But in a separate radio interview he vowed to boost Apple’s tax payments by repatriating billions of dollars in global profits to the United States next year.
On Tuesday, EU Competition Commissioner Margrethe Vestager questioned how anyone might think an arrangement that allowed Apple to pay a tax rate of 0.005 per cent, as Apple’s main Irish unit did in 2014, was fair.
‘’They just picked a number from I don’t know where,’’ Cook told the Irish Independent, estimating Apple’s average annual tax on its profits at 26 per cent.
Cook said he would fight closely with Ireland to overturn the ruling, which he said had ‘’no basis in law or in fact’’. It is by far the largest anti-competition penalty imposed on a company by the EU.
“No one did anything wrong here and we need to stand together. Ireland is being picked on and this is unacceptable,’’ Cook told the newspaper, adding that bias against multinationals from the United States may have been a factor in the decision to impose the bill.
‘’I think that Apple was targeted here,’’ he said. ‘’And I think that (anti-US sentiment) is one reason why we could have been targeted.’’

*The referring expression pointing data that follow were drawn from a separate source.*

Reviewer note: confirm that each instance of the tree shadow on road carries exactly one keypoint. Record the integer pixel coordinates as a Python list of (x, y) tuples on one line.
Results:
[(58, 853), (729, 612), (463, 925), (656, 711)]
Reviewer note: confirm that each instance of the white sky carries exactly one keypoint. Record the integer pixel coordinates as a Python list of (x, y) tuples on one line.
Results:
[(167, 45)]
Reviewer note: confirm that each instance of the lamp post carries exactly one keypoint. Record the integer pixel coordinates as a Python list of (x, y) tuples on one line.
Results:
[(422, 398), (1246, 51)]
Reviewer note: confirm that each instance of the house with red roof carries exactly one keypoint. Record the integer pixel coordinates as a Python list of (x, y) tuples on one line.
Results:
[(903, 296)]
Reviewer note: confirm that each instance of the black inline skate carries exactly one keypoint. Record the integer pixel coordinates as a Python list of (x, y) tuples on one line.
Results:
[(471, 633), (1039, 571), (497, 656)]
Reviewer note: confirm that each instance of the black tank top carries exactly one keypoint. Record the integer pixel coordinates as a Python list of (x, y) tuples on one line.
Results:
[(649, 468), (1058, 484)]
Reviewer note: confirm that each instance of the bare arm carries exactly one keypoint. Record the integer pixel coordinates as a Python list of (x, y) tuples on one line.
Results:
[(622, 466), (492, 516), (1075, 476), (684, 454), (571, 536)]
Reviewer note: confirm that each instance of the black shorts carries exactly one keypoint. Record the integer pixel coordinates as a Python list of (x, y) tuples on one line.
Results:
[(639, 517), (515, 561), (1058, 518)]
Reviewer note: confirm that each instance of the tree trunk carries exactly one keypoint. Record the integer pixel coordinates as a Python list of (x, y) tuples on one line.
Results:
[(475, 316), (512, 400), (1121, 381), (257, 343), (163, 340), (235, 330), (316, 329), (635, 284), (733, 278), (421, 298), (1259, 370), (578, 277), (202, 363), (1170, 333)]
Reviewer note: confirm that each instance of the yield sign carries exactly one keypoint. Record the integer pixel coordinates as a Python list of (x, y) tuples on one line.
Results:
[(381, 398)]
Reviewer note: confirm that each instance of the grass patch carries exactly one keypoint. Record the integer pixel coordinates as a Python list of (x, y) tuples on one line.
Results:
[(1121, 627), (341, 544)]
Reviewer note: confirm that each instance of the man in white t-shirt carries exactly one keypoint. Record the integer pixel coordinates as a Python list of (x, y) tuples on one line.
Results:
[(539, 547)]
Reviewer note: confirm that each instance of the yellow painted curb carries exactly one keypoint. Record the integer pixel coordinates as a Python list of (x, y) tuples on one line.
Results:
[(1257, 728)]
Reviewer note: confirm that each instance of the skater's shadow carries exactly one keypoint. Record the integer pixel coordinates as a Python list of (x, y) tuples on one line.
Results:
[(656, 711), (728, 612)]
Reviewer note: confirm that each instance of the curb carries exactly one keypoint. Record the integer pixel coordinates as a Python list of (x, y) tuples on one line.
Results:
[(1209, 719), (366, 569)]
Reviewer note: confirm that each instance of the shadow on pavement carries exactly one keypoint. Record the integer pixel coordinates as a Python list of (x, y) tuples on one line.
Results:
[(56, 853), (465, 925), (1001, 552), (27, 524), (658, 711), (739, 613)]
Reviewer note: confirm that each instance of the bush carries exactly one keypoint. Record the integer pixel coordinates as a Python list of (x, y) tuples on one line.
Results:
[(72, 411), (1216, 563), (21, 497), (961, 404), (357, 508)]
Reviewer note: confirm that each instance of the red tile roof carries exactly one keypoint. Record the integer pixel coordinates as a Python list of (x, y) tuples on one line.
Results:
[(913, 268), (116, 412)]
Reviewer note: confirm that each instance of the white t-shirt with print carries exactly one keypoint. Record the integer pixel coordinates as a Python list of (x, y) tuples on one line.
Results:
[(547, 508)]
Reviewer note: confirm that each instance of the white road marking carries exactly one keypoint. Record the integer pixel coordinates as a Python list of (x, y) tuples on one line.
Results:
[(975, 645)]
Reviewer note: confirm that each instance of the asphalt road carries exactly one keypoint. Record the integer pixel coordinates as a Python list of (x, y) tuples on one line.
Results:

‘’I think it’s a desire to reallocate taxes that should be paid in the US to the EU,’’ he added.
In the interview with Irish state broadcaster RTE, Cook said part of the company’s 2014 tax bill would be paid next year when the company repatriates billions of dollars of offshore profits to the United States.
Apple was found to be holding over $181 billion in accumulated profits offshore, more than any US company, in a study published last year by two left-leaning non-profit groups, a policy critics say is designed to avoid paying US taxes.
‘’We paid 400 (million dollars) to Ireland (in 2014), we paid 400 to the US and we provisioned several billion dollars for the US for payment as soon as we repatriate it and right now I forecast that repatriation to occur next year,’’ Cook told RTE.
Cook told RTE he was very confident his appeal would succeed and said Apple was committed to expanding its operations in Ireland despite the ruling.